Da’at Miqra (דעת מקרא) is a series of volumes of Hebrew-language biblical commentary published by the Jerusalem-based Mossad Harav Kook and constitutes a cornerstone of contemporary Israeli Orthodox bible scholarship. The project, also referred to as Daat Mikra, was headed by Yehuda Kiel, who received the Israel Prize for his part in the enterprise.

==Overview==
The singularity of Da’at Miqra lies in its combination of a traditional outlook and the findings of modern research. The Da’at Miqra editors have sought to present an interpretation based primarily upon Peshat — the direct, literal reading of the text — as opposed to Drash. They do so by incorporating geographic references, archaeological findings and textual analysis, presenting a clear link between the commentary's traditional approach and contemporary methodology. There has been some suggestion that the Da’at Miqra‘s dualistic approach reflects an underlying polemic against biblical criticism, without directly addressing the views and queries of bible critics but via a commentary aimed at debunking their methodology.
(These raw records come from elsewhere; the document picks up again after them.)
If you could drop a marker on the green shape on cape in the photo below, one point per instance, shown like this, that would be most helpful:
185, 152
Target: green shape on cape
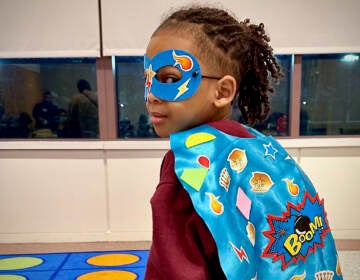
194, 177
198, 138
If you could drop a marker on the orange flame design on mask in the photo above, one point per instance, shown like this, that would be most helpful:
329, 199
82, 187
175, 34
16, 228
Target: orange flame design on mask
184, 61
299, 277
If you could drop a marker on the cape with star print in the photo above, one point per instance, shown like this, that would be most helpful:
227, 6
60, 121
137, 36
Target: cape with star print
262, 210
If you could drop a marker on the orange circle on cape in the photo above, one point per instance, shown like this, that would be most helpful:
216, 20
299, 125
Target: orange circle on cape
108, 275
112, 259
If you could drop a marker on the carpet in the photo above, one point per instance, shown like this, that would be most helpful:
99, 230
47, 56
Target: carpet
109, 265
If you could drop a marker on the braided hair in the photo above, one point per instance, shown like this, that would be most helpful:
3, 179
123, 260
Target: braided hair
240, 49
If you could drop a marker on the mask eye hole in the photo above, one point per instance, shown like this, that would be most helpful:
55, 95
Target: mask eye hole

Editors of the series include Yehuda Elitzur of Bar-Ilan University, the International Bible Contest champion and Bible scholar Amos Hakham, Sha’ul Yisra’eli and Mordechai Breuer.

==Methodology and structure==
Da’at Miqra relies upon the Aleppo Codex for its basic text. The commentary includes clarifications of difficult words and etymological references—particularly with regard to the names of locations mentioned—and contains various notes aimed at demonstrating, expanding upon or presenting alternate views on the text. Each book of the Tanakh is divided into parts, each of which is preceded by a description of the chapter’s division and literary style and a general explanation of the portion. In addition, each book contains a general introduction aimed at clarifying general issues within the text, such as the dating of its authorship, its historical background, parallels to other biblical books, an explanation of various repeating phrases or personas, and the like.